Vintage apparel retailer ModCloth Inc. is looking to pop-up stores to help turn around its fortunes.
Last year was rough one for ModCloth, No. 198 in the Internet Retailer 2015 Top 500 Guide. The vintage-tinged apparel e-retailer endured two rounds of layoffs to attempt to turn a profit. Meanwhile, the previously fast-growing merchant’s revenue—which jumped from $15.6 million in 2009 to an Internet Retailer-estimated $148 million in 2013—was flat year over year. Then, in January, ModCloth co-founder and CEO Eric Koger resigned.
Into the chief executive role steppedMatthew Kaness, who had been chief strategy officer at Urban Outfitters Inc. (No. 49) since May 2007. Kaness says he saw ModCloth as a brand with a lot of potential for growth and he quickly set to expand the retailer’s reach via two big initiatives: testing shoppers’ responses to physical stores and broadening and diversifying its private-label assortment.
Using an infusion of cash from a $15 million Series C funding round, ModCloth opened up a three-day pop-up “fit shop” in the lobby of its Los Angeles office. The idea is similar to Bonobos’ guide shops in that consumers could reserve a time to stop into the shop to try on clothes, have employees take their measurements, as well as buy some merchandise like home decor and vintage apparel pieces. The response was “overwhelming” he says, noting that after receiving roughly 5,000 sign-ups it had to cap reservations.
Following the successful Los Angeles fit shop, ModCloth recently opened a San Franciscopop-up fit shop that will be open until Aug. 17. The idea is to test and incubate the concept, Kaness says, as the retailer aims to open permanent fit shops in the future. ModCloth will evaluate the store based on metrics both related to sales and customer satisfaction. “There are both hard and soft metrics that we’ll be looking at,” he says. “It’s both an art and a science.”
The retailer has also launched its own custom collection, which shoppers can buy at the San Francisco fit shop. While the retailer has always produced its own products, Kaness says it will dramatically increase the scale, including rolling out monthly deliveries.

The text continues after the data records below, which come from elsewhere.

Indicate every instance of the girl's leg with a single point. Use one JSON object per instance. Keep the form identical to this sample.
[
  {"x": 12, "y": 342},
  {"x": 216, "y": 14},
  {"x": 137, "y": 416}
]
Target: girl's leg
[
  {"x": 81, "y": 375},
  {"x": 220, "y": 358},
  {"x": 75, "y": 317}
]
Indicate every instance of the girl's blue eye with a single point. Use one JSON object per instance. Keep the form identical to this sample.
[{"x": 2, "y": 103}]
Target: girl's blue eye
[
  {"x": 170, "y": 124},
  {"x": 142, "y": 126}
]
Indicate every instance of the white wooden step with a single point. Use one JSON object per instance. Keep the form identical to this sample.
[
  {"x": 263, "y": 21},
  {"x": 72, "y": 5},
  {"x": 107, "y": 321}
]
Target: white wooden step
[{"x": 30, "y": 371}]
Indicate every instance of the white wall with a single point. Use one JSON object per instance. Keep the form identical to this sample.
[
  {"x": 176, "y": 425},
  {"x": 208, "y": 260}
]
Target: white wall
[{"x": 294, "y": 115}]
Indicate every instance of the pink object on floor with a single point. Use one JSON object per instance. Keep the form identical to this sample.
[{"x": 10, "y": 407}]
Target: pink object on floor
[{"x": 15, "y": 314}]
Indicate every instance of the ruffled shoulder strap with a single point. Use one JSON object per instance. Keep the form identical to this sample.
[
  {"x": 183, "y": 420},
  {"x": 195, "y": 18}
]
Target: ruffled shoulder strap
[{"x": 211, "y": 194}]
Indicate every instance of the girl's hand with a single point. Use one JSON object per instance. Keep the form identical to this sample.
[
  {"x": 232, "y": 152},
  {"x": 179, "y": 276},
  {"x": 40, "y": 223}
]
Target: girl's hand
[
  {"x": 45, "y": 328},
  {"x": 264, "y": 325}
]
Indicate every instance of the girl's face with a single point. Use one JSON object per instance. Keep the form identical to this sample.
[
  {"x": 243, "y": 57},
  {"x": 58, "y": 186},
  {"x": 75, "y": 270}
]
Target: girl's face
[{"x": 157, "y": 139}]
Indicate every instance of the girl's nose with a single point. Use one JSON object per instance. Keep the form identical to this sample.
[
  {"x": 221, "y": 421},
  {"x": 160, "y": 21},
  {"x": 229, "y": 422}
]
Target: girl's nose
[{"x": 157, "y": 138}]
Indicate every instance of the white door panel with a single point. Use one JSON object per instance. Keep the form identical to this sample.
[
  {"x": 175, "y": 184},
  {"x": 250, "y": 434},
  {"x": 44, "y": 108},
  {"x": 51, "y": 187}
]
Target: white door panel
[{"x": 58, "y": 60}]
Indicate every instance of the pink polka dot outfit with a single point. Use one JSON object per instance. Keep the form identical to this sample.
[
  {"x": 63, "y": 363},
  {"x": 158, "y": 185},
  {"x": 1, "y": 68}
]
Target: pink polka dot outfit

“By having a proper branded apparel line we can better speak to the fashion community,” he says. Moreover, the effort may open the door to a wholesale business in which it sells to other retailers.
While ModCloth struggled last year, Kaness says the retailer’s new direction is helping drive growth. And after laying off a reported 100 employees last year, the retailer is hiring. It now has 350 staff, which is about 100 fewer than the 450 it employed at its peak a few years ago, but significantly more than it had at the start of the year.